Faculty of Agriculture, Shinshu University, Minamiminowa, Nagano, Japan.
PLoS One. 2013 Aug 6;8(8):e71581. doi: 10.1371/journal.pone.0071581. Print 2013.
The ultimate goal of this research is to construct a new direct CO2 fixation system using photosystems in living algae. Here, we report light-driven formate production from CO2 by using cyanobacterial photosystem I (PS I). Formate, a chemical hydrogen carrier and important industrial material, can be produced from CO2 by using the reducing power and the catalytic function of formate dehydrogenase (FDH). We created a bacterial FDH mutant that experimentally switched the cofactor specificity from NADH to NADPH, and combined it with an in vitro-reconstituted cyanobacterial light-driven NADPH production system consisting of PS I, ferredoxin (Fd), and ferredoxin-NADP(+)-reductase (FNR). Consequently, light-dependent formate production under a CO2 atmosphere was successfully achieved. In addition, we introduced the NADPH-dependent FDH mutant into heterocysts of the cyanobacterium Anabaena sp. PCC 7120 and demonstrated an increased formate concentration in the cells. These results provide a new possibility for photo-biological CO2 fixation.
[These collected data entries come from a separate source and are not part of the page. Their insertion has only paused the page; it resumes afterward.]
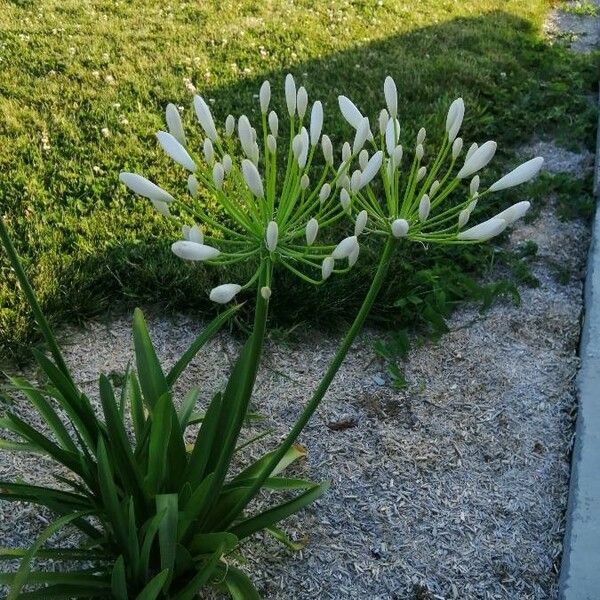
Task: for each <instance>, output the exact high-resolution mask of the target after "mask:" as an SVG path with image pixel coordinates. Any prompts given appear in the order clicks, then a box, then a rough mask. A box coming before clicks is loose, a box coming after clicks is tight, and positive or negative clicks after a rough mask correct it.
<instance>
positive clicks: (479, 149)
mask: <svg viewBox="0 0 600 600" xmlns="http://www.w3.org/2000/svg"><path fill="white" fill-rule="evenodd" d="M395 94H396V95H397V89H396V88H395V85H393V82H392V81H391V80H390V79H386V81H385V83H384V94H383V95H384V98H385V104H386V108H383V109H381V111H380V112H379V113H376V114H378V115H379V135H378V138H379V139H373V140H372V141H369V140H368V139H367V141H366V143H365V144H364V150H362V151H361V152H360V153H358V155H357V153H356V149H357V148H356V147H355V148H354V152H349V151H346V152H345V153H344V154H343V155H342V159H343V161H344V166H347V169H346V173H348V174H350V173H352V177H351V179H350V181H349V183H350V185H345V186H343V187H344V189H343V191H342V192H341V193H340V201H341V203H342V208H343V209H344V212H345V213H346V214H347V215H348V217H350V218H351V219H353V220H354V222H355V223H357V221H358V215H359V214H361V213H362V211H366V213H367V215H368V232H369V234H374V235H380V236H385V237H387V238H388V239H390V238H404V239H407V240H409V241H418V242H427V243H448V244H459V243H474V242H479V241H485V240H487V239H490V238H491V237H493V236H495V235H498V234H499V233H501V232H502V231H503V230H504V229H505V228H506V227H507V226H509V225H511V224H513V223H514V222H515V221H516V220H518V219H519V218H521V217H522V216H523V215H524V214H525V212H526V211H527V210H528V208H529V203H528V202H519V203H517V204H515V205H513V206H511V207H509V208H507V209H506V210H504V211H502V212H500V213H499V214H498V215H496V217H494V218H493V219H488V221H485V222H484V223H480V224H478V225H473V226H472V227H470V228H468V229H465V226H466V224H467V222H469V221H470V220H472V219H473V215H474V212H475V210H476V208H477V207H478V206H479V207H481V206H482V199H484V198H485V197H486V196H487V195H488V194H491V193H493V192H496V191H500V190H503V189H506V188H509V187H512V186H514V185H519V184H521V183H524V182H526V181H528V180H530V179H531V178H533V177H535V176H536V175H537V174H538V172H539V170H540V168H541V166H542V163H543V159H542V158H540V157H538V158H534V159H532V160H529V161H527V162H525V163H524V164H522V165H521V166H519V167H517V168H516V169H513V170H512V171H511V172H510V173H508V174H507V175H505V176H504V177H502V178H501V179H499V180H498V181H496V182H495V183H493V184H492V185H491V186H490V187H489V188H487V189H483V190H482V191H480V182H481V178H482V177H483V175H481V172H482V170H483V169H484V168H485V167H486V166H487V165H488V164H489V163H490V162H491V160H492V159H493V157H494V155H495V153H496V142H494V141H492V140H490V141H487V142H485V143H483V144H481V145H478V144H477V143H472V144H470V145H469V146H468V150H467V152H466V153H464V150H463V148H464V147H465V144H464V141H463V138H461V137H458V133H459V131H460V128H461V126H462V123H463V120H464V116H465V104H464V102H463V100H462V98H458V99H457V100H455V101H454V102H452V104H451V105H450V107H449V110H448V113H447V116H446V124H445V132H443V135H442V139H441V145H440V147H439V148H438V150H437V153H434V154H433V155H432V156H431V158H430V157H429V156H426V155H425V149H424V146H423V144H424V143H425V139H426V137H427V132H426V131H425V129H424V128H421V129H420V130H419V132H418V133H417V135H416V137H415V138H414V139H413V140H408V139H407V140H402V139H401V138H402V131H401V130H400V123H399V119H400V116H396V115H397V113H396V111H395V108H396V107H397V104H396V95H395ZM338 103H339V107H340V110H341V112H342V116H343V117H344V118H345V120H346V121H347V122H348V123H349V124H350V125H351V126H352V127H353V128H354V130H355V136H357V135H358V132H359V130H360V128H361V127H362V124H363V123H365V122H367V121H368V116H365V115H363V114H362V113H361V112H360V110H359V109H358V108H357V107H356V105H355V104H354V103H353V102H352V101H351V100H350V99H349V98H347V97H346V96H339V97H338ZM432 137H433V139H435V136H432ZM359 141H360V142H362V137H361V139H359ZM401 142H404V145H406V143H408V147H414V148H415V152H414V155H413V157H412V159H411V161H410V163H409V164H408V167H407V171H406V172H404V173H403V172H401V161H402V144H401ZM365 151H368V152H373V153H374V154H373V156H372V158H371V159H369V161H368V163H365V157H366V152H365ZM376 153H379V154H380V155H381V156H380V157H378V158H377V163H376V164H373V165H372V166H373V169H371V168H370V167H371V161H372V160H373V159H374V158H375V156H376ZM384 153H385V154H384ZM428 154H429V153H428ZM461 155H463V156H464V160H461V158H460V157H461ZM355 161H356V162H357V163H358V164H357V165H355V164H354V163H355ZM461 163H462V164H461ZM356 166H358V167H360V169H359V170H358V171H357V170H356ZM373 171H376V173H375V174H378V175H379V176H378V177H373ZM357 172H360V173H362V176H361V178H362V179H361V181H360V182H359V181H358V176H357V175H356V173H357ZM342 181H343V179H342V178H340V182H342ZM465 186H466V189H465ZM359 229H360V228H358V229H357V230H356V231H355V233H357V235H358V233H359Z"/></svg>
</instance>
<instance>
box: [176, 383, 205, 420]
mask: <svg viewBox="0 0 600 600" xmlns="http://www.w3.org/2000/svg"><path fill="white" fill-rule="evenodd" d="M199 397H200V389H199V388H192V389H191V390H189V391H188V393H187V394H186V395H185V397H184V399H183V402H182V403H181V407H180V408H179V410H178V411H177V416H178V417H179V425H180V426H181V429H182V430H185V428H186V427H187V425H188V421H189V420H190V415H191V414H192V411H193V410H194V407H195V406H196V402H198V398H199Z"/></svg>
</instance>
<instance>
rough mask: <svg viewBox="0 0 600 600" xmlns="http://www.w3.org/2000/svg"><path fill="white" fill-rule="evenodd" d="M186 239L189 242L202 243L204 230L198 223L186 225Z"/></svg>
mask: <svg viewBox="0 0 600 600" xmlns="http://www.w3.org/2000/svg"><path fill="white" fill-rule="evenodd" d="M185 237H186V239H187V240H188V241H190V242H195V243H196V244H204V232H203V231H202V229H201V228H200V227H198V225H194V226H193V227H188V232H187V236H185Z"/></svg>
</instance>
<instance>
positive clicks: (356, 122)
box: [338, 96, 363, 129]
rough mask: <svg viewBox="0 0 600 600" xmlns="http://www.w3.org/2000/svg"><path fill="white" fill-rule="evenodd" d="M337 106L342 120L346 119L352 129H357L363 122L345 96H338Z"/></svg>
mask: <svg viewBox="0 0 600 600" xmlns="http://www.w3.org/2000/svg"><path fill="white" fill-rule="evenodd" d="M338 104H339V106H340V111H341V112H342V116H343V117H344V119H346V121H348V123H350V125H352V127H354V129H358V127H359V125H360V124H361V122H362V120H363V116H362V114H361V112H360V111H359V110H358V108H356V106H355V105H354V103H353V102H352V100H350V99H349V98H346V96H338Z"/></svg>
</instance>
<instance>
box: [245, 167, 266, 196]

本研究的最终目标是利用活藻中的光合系统构建新的直接 CO2 固定系统。在这里,我们报告了利用蓝细菌光系统 I(PSI)从 CO2 光驱动产生甲酸盐。甲酸盐是一种化学氢载体和重要的工业材料,可以通过使用甲酸脱氢酶(FDH)的还原力和催化功能从 CO2 中产生。我们创建了一种细菌 FDH 突变体,实验中将辅因子特异性从 NADH 切换到 NADPH,并将其与由 PS I、铁氧还蛋白(Fd)和铁氧还蛋白-NADP(+)还原酶(FNR)组成的体外重建的蓝细菌光驱动 NADPH 产生系统结合。因此,成功地在 CO2 气氛下实现了光依赖性甲酸盐的产生。此外,我们将 NADPH 依赖性 FDH 突变体引入蓝细菌鱼腥藻属 PCC 7120 的异形胞中,并证明细胞中甲酸盐浓度增加。这些结果为光生物 CO2 固定提供了新的可能性。